Pentagon On Joint Strike Fighter: Too Expensive, But There Is No Alternative
By Colin Clark
WASHINGTON -- The U.S. must buy the Joint Strike Fighter, but it's not affordable right now.
That was the somewhat confusing message from the Pentagon's top acquisition official, Ashton Carter, when members of the Senate Armed Services began hammering him Thursday about the plane's huge cost overruns over the last three years. The Joint Strike Fighter (JSF), also known as the F-35, may cost a total of more than $1 trillion dollars to design, build, buy, fly and repair through 2065, according to Pentagon documents.
Under sharp questioning by Arizona Sen.
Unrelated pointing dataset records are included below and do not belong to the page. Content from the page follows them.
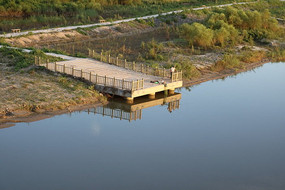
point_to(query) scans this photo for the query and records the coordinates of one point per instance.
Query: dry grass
(37, 89)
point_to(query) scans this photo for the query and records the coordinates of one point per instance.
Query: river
(223, 134)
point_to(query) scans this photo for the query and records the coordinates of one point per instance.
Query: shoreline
(224, 73)
(29, 116)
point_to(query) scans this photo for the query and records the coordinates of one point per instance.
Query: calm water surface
(227, 134)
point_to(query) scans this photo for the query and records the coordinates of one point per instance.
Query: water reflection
(117, 108)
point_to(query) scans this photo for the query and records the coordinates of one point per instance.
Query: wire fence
(138, 67)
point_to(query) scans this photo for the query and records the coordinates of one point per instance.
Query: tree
(197, 34)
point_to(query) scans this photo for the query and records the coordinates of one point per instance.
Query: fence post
(134, 66)
(137, 84)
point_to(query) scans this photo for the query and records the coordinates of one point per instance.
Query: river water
(223, 134)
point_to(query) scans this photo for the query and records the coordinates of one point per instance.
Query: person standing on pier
(172, 70)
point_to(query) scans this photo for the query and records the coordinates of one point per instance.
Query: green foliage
(277, 54)
(230, 26)
(229, 61)
(189, 70)
(197, 34)
(153, 48)
(31, 14)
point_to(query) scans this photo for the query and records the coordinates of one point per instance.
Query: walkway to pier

John McCain, the Senate committee’s top Republican, Carter said the F-35’s costs are "simply unacceptable in this fiscal environment."
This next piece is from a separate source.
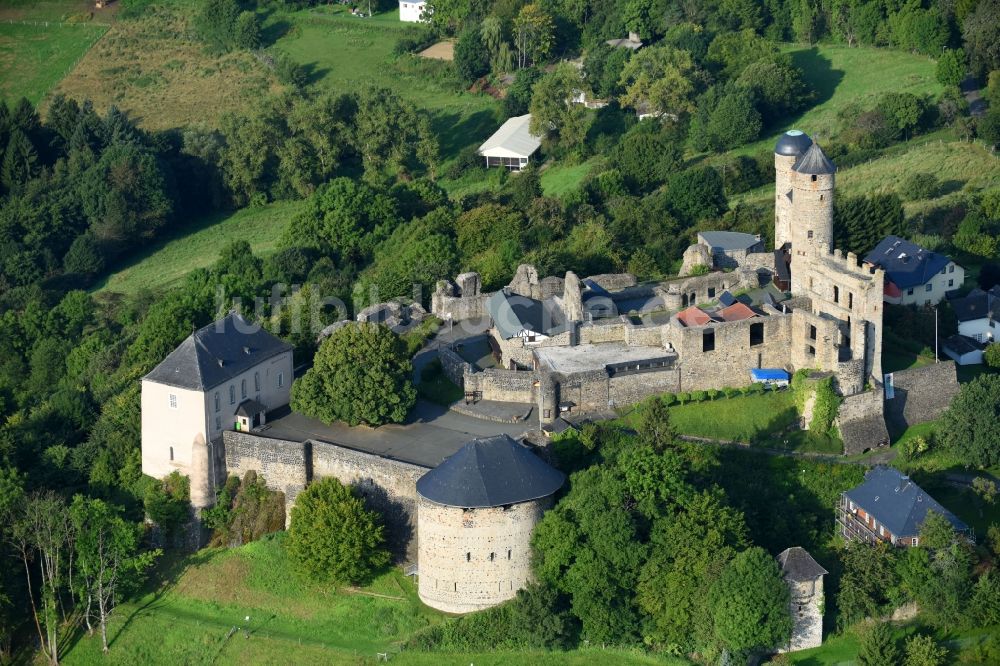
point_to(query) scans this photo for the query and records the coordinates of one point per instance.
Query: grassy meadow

The program faces a “watershed moment” after years of cost overruns and schedule delays have piled up in the midst of one of the greatest fiscal crises in United States history, McCain said.
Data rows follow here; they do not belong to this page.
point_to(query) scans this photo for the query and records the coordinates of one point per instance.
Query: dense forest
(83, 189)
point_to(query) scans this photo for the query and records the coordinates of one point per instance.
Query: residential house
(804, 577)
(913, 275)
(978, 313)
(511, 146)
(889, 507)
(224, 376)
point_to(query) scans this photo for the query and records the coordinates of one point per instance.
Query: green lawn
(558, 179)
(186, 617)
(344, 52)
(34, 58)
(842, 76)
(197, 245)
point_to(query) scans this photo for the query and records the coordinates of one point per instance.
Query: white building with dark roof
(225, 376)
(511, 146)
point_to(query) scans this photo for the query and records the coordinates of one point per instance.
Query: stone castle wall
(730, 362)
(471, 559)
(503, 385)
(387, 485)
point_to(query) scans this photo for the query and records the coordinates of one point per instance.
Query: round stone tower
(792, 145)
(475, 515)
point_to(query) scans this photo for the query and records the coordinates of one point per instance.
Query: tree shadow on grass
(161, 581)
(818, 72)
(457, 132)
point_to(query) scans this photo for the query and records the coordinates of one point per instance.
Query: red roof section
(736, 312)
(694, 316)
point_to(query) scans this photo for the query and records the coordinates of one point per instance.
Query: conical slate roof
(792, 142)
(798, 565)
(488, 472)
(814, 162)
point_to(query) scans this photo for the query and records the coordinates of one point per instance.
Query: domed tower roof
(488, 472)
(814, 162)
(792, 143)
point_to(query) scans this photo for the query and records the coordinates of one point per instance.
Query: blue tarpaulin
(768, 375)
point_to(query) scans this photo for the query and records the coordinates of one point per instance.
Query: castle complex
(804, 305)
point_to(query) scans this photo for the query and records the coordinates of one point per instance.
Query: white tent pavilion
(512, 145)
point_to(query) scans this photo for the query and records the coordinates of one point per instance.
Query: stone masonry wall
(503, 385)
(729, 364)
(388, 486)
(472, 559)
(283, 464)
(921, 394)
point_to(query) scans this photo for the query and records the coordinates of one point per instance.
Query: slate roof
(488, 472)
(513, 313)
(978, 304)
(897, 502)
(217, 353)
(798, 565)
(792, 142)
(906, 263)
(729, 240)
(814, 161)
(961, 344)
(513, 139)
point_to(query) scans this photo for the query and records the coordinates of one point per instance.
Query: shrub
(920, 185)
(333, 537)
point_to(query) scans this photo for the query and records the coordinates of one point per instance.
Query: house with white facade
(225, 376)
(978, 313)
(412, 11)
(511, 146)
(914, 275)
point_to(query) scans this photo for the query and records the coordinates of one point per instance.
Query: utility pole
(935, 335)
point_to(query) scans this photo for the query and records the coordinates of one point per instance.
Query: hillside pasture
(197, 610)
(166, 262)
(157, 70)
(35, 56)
Carter stressed to the Arizona senator that he and his Pentagon colleagues now feel they have much more information -- and much more accurate information -- about the program's likely path. He and other Pentagon officials repeated their mantra that there is no alternative to buying the F-35.
Carter's comments about the program's sky-high costs during the hearing stood in stark contrast to the much more upbeat tone of a joint statement he and other top Pentagon officials prepared for the hearing.
That statement conveys the official position –- adopted by all senior military officials –- that the F-35 is "the centerpiece of the Department of Defense’s future precision attack capability." Most of it details the current status of the program, which is actually ahead of the latest version of its testing schedule. However, as McCain noted, the program overall is 80 percent over its original cost estimate, and roughly 30 percent over the estimate of the last restructuring.
Defense Secretary Robert Gates and Carter have been at pains recently to say they support the F-35. After years of getting either insufficient or lousy numbers from the program office, they say they now have "credible" cost estimates for production and operation and support. The later two are the dollars spent on fuel, the people who fly and maintain the jets and the equipment needed to repair and improve them.
These sustainment costs typically makes up at least 70 percent of total expense of a major weapon system. The JSF program office, led by Vice Adm. David Venlet, is preparing the first credible stab at estimating those costs -- and they are high.
According to Christine Fox, director of the Pentagon's feared Cost Assessment and Program Evaluation office, the F-35 is currently estimated to cost less to operate and maintain than the F-22, which is America's most capable stealth fighter. The F-35 will cost about one third more to sustain and operate than the main plane it is replacing, the F-16. It will cost about same as the F-15C, she told the Senate committee.
A document leaked last Thursday, the Dec. 31 Selected Acquisition Report, puts the F-35's costs at $16,425 per flying hour. That's more than $3,000 more per hour than the F-16C/D's $13,466 cost.
Since "affordability" has been the watchword for the F-35 since it was first conceived, these numbers pose a difficult conundrum for senior Pentagon leaders.
Lockheed Martin’s CEO Bob Stevens is keenly aware of the threat they pose to the program, and he has pressed company officials to do everything possible to get the costs back on track. The company’s top man on the F-35, Tom Burbage, told the Senate Armed Services Committee in his prepared remarks that the F-35B, that Marine's version of the JSF, will save the military an estimated $1 billion a year when it replaces three other aging aircraft.
That gives some sense of how complex the F-35B is intended to be. It will serve the roles of the F-18, the Harrier jumpjet and the EA-6 currently fulfill -- a conventional fighter, an attack aircraft and an electronic and cyber warfare platform all rolled into one.